Lumbering giants, terrifying predators, beasts that challenge the imagination; dinosaurs are and have been one of the great wonders of the world. People have been finding dinosaur fossils for hundreds, if not thousands of years, and they, no doubt, have been the catalyst for many an ancient beast legend.
The first scientifically described dinosaur fossil was a Megalosaurus, found in 1824 by British fossil hunter William Buckland. Since that time, millions of such fossils have been found, and thus began the long standing guessing game of palaeontology. Many nearly complete fossils have been found, which give us a decent idea of the general appearance of many dinosaurs, but our knowledge of the details of what they looked like is limited by the nature of fossils. But it seems that some in our ancient history had the jump on us when it comes to what dinosaurs looked like.
In 1966, Peruvian physician Javier Cabrera Darquea was presented with a stone that had a carved picture of what Cabrera believed to be an extinct fish by a friend for his 42nd birthday. Cabrera’s father had begun a collection of similar stones in the 1930s, and based on his interest in Peruvian prehistory, Cabrera began collecting more. The more he collected, however, the stranger the story got. These are, in fact, the Ica Stones, so named because they are found in Ica, Peru. The stones are made of andesite and vary in size from pebbles to boulders. They have carved in them various scenes which include dinosaurs and other animals, advanced medical works and maps.

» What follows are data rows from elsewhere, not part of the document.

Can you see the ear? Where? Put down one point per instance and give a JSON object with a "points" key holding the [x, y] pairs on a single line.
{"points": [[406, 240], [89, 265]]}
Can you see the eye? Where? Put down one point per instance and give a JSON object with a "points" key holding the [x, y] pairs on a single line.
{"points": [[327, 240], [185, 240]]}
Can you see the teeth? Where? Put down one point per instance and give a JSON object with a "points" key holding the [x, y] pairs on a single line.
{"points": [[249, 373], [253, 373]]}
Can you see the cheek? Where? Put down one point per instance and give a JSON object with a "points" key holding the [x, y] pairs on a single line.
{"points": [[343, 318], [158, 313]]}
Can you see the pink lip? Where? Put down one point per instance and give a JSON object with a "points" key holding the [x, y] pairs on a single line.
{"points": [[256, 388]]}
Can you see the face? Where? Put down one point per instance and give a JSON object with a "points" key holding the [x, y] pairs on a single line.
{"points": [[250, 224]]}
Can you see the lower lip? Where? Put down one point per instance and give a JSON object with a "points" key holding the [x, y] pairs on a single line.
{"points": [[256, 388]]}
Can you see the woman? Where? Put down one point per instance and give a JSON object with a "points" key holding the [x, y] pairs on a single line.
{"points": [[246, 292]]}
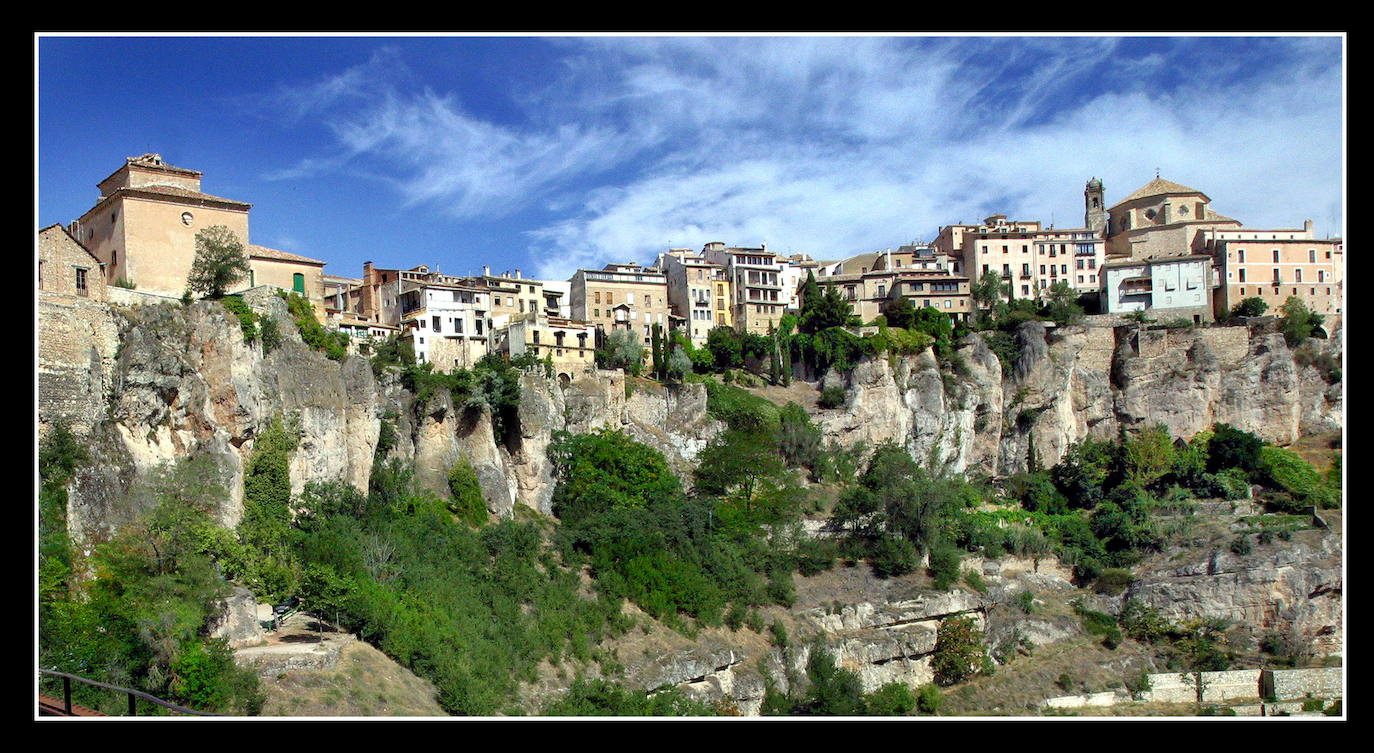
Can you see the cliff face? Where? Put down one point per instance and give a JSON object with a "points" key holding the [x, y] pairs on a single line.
{"points": [[151, 385], [1076, 382]]}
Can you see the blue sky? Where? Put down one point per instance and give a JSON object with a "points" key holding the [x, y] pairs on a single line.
{"points": [[555, 153]]}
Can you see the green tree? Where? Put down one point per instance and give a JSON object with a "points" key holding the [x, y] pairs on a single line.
{"points": [[1299, 322], [621, 349], [219, 261], [466, 498]]}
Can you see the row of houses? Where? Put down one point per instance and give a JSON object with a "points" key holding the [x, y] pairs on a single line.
{"points": [[1160, 249]]}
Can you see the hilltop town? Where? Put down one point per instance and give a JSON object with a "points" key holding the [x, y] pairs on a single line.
{"points": [[1160, 252], [1011, 470]]}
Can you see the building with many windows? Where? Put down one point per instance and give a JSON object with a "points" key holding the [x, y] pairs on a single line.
{"points": [[143, 231], [759, 281], [1028, 257], [621, 297], [1167, 287]]}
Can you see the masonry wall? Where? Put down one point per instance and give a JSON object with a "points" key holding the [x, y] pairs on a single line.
{"points": [[77, 344], [1300, 683]]}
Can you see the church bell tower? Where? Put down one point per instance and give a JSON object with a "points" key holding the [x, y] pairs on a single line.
{"points": [[1094, 208]]}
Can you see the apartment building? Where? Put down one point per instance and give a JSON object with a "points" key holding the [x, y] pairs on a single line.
{"points": [[1028, 256], [1169, 287], [1274, 264], [570, 345], [757, 278], [698, 293], [1161, 219], [143, 231], [621, 297], [66, 267]]}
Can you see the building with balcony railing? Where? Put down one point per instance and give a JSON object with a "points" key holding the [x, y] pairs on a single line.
{"points": [[1167, 287]]}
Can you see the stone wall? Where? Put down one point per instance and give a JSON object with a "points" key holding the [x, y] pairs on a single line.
{"points": [[1286, 684], [1174, 687], [77, 344]]}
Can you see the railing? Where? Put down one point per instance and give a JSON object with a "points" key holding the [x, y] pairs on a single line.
{"points": [[133, 695]]}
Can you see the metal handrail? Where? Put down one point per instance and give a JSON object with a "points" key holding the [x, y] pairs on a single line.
{"points": [[132, 694]]}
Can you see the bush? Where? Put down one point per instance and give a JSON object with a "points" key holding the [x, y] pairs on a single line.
{"points": [[944, 566], [891, 700], [896, 557], [831, 397], [466, 499], [929, 698], [958, 653]]}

Cabrera believes the stones date to somewhere between 500BC and 1000ad, but since stone cannot be carbon dated their actual age is up in the air. However, if the stones are as old as Cabrera says, there’s a problem, and a glaring problem at that. How exactly could the people of Ica Peru have carved such accurate images of dinosaurs more than 2000 years ago?
Dinosaurs lived through three different ages according to palaeontologists, the Cambrian (542–488.3 million years ago), the Triassic (250 to 200 million years ago) and the Jurassic (200 million to 145 million years ago) periods. This means, according to mainstream science, that dinosaurs have been extinct for at least 145 million years. So how exactly did ancient Peruvians know what they looked like?
The Ancient Alien Theory suggests that knowledge of dinosaurs and even the medical processes that have been carved on these stones was given to the Ica people by their sky gods, or more accurately, ancient aliens. Other conspiracy theorists insist that dinosaurs lived a lot longer than mainstream science wants to admit. They suggest that the Ica people carved what they saw first hand, meaning that dinosaurs lived during the reign of the Ica people just more than 2000 years ago. Some even go so far as to claim that some dinosaurs still exist to this day, pointing to the Loch Ness Monster and Ogopogo in Western Canada as evidence for their claim.
Mainstream science, however, has a different theory, as one would expect. Geologists contend that the andesite stones have been carved much more recently than others would have you believe. Some say that the carvings are less than fifty years old, and that they are simply an artistic expression of the modern people of Ica Peru.
Of course, there are those who would seek to use the existence of these stones as evidence that man and dinosaur coexisted at some point in our past. Creationists have latched onto this legend (if you will) and are pointing and shouting that these stones are the proof they’ve been looking for to say that the Earth is less than 6000 years old.
The stones, which number in the hundreds of thousands, could, in all likelihood, be a modern hoax, intentionally pushed into the fore by a people whose culture is going the way of the dodo. But there is a chance, however small, that they are a genuine mystery out of the ancient past. Whichever way you lean, there’s something to be said for the artistic value of the carvings themselves.